Location: Great Basin Rangelands ResearchTitle: Lepidium latifolium: monitoring stem density during 18 years of invasion Author
Submitted to: Western Society of Weed Science
Publication Type: Abstract Only
Publication Acceptance Date: 2/17/2012
Publication Date: 7/3/2012
Citation: Blank, R.R., Morgan, T.A. 2012. Lepidium latifolium: monitoring stem density during 18 years of invasion [abstract]. Western Society of Weed Science. 65:50. Interpretive Summary:
Technical Abstract: Lepidium latifolium (perennial pepperweed) is a weedy alien crucifer that has invaded wetlands throughout the western United States. We are monitoring the invasion of an Elytrigia elongata (tall wheatgrass) community at the Honey Lake Refuge in northeastern CA. A 40m2 plot was established in 1993 and we have measured L. latifolium stem density yearly. In 1993, two single plants were present. From 1994 through 2000 density of L. latifolium increased to greater than 120 stems m-2, and was most pronounced following flooding in 1997. At its height of stem density and stature in 1999, it appeared that E. elongata had been extirpated.
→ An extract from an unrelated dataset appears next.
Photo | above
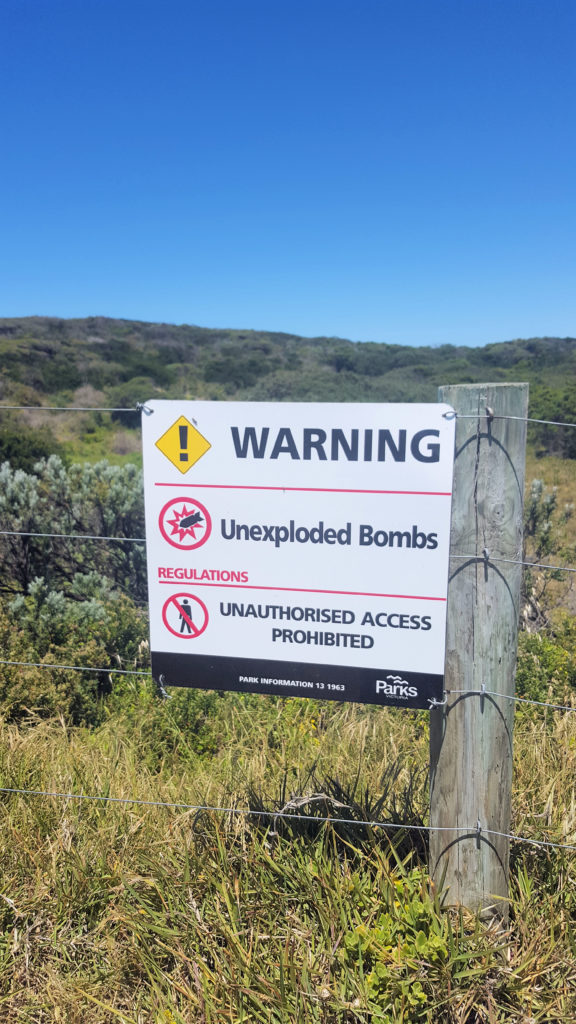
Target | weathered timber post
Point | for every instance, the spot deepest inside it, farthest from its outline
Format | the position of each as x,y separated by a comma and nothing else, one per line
471,734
From 2001 through 2006 stem density and plant stature of L. latifolium declined, but there were still areas of the plot where stem density exceeded 60m-2. From 2007 through 2009 stem density decreased considerably and averaged less than 30 m-2 and a healthy recovery of E. elongata occurred. The years 2010, and especially 2011, stem density increased, but individual plants were small in stature. The decline in stem density over time supports our hypothesis that phosphorus is the nutrient “Achilles heel” of L. latifolium. Rooting architecture of L. latifolium dictates phosphorus uptake largely occurs deep in the soil profile where higher water content occurs. Biocycling of phosphorus to the soil surface, over-time, decreases its availability at depth.